[Cite as Ashtabula Cty. Bd. of Health v. Soltis, 2016-Ohio-8423.]
IN THE COURT OF APPEALS
ELEVENTH APPELLATE DISTRICT
ASHTABULA COUNTY, OHIO
BOARD OF HEALTH FOR THE : OPINION
ASHTABULA COUNTY GENERAL
HEALTH DISTRICT, :
CASE NO. 2016-A-0032
Plaintiff-Appellant, :
- vs - :
JACK SOLTIS, et al., :
Defendants-Appellees. :
Civil Appeal from the Ashtabula County Court of Common Pleas, Case No. 2015 CV
0089.
Judgment: Affirmed.
Nicholas A. Iarocci, Ashtabula County Prosecutor, and Catherine R. Colgan, Assistant
Prosecutor, Ashtabula County Courthouse, 25 West Jefferson Street, Jefferson, OH
44047-1092 (For Plaintiff-Appellant).
William P. Bobulsky, William P. Bobulsky Co., L.P.A., 1612 East Prospect Road,
Ashtabula, OH 44004 (For Defendants-Appellees).

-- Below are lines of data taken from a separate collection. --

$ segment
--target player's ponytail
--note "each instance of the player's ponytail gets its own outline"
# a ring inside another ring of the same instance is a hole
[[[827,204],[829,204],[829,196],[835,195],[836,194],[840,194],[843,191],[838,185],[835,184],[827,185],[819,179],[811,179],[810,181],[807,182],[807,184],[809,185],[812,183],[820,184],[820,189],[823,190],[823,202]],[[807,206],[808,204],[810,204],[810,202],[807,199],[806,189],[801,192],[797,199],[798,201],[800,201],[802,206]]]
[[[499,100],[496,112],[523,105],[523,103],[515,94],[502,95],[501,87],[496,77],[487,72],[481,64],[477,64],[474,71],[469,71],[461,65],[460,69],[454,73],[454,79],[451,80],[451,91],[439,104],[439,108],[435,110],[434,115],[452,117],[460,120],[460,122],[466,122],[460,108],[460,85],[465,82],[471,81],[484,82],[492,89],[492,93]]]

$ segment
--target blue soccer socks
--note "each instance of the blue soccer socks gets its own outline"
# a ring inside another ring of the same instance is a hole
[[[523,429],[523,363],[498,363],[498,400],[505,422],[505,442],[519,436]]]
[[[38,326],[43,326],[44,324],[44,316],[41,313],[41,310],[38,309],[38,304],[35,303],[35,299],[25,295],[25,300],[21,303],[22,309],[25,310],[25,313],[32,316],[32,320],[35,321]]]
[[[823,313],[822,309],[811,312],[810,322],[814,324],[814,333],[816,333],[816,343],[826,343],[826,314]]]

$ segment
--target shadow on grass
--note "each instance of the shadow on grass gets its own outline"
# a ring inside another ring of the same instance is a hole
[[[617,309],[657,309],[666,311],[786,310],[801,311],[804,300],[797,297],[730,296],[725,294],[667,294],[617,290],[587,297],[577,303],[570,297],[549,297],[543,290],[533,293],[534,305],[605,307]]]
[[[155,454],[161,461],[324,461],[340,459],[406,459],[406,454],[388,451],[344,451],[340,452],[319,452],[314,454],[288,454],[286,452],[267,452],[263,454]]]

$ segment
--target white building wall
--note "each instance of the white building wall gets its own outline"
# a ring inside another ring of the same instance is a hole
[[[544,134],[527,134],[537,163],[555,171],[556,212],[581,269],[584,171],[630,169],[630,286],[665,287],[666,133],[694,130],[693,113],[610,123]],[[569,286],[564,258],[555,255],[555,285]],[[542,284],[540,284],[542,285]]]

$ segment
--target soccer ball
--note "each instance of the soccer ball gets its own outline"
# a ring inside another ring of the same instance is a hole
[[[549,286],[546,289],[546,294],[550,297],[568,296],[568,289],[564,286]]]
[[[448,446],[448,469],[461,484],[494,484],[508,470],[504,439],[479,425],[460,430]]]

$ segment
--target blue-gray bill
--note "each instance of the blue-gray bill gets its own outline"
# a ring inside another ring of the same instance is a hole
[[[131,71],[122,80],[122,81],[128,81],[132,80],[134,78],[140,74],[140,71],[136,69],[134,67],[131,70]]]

CYNTHIA WESTCOTT RICE, P.J.
{¶1} Appellant, Board of Health for the Ashtabula County General Health
District (“the District”), appeals the judgment of the Ashtabula County Court of Common
Pleas, following a bench trial, in favor of appellees, Jack Soltis and his late wife Carol
Soltis, on the District’s complaint for injunctive relief and abatement of nuisance. At
issue is whether Mr. Soltis is in violation of Ohio regulations by using a garage on his
property as a dwelling without an approved household sewage disposal system,
approved plumbing, or an approved private water system. For the reasons that follow,
we affirm.
{¶2} On February 12, 2015, the District filed a complaint for injunctive relief and
abatement of nuisance against appellees. The District alleged that appellees own a
parcel of property in North Kingsville, Ohio on which they have built a garage that is
being used as a dwelling with a home sewage system, water, and plumbing, none of
which were approved by the District. The District alleged these failures violate OAC
3701-29-17(B) (requiring an approved household sewage system); Section 313 of the
Ohio Plumbing Code (requiring an approved plumbing system); and OAC 3701-28-
03(A) (requiring a permit for a private water system). The District further alleged that by
failing to comply with these regulations, appellees had violated a valid order issued by
the District requiring them to comply with these requirements. The District prayed for an
injunction requiring appellees (1) to comply with the foregoing order and (2) to abate a
nuisance on appellees’ property.
{¶3} Appellees filed an answer, denying the material allegations of the
complaint. The case went to trial before the court.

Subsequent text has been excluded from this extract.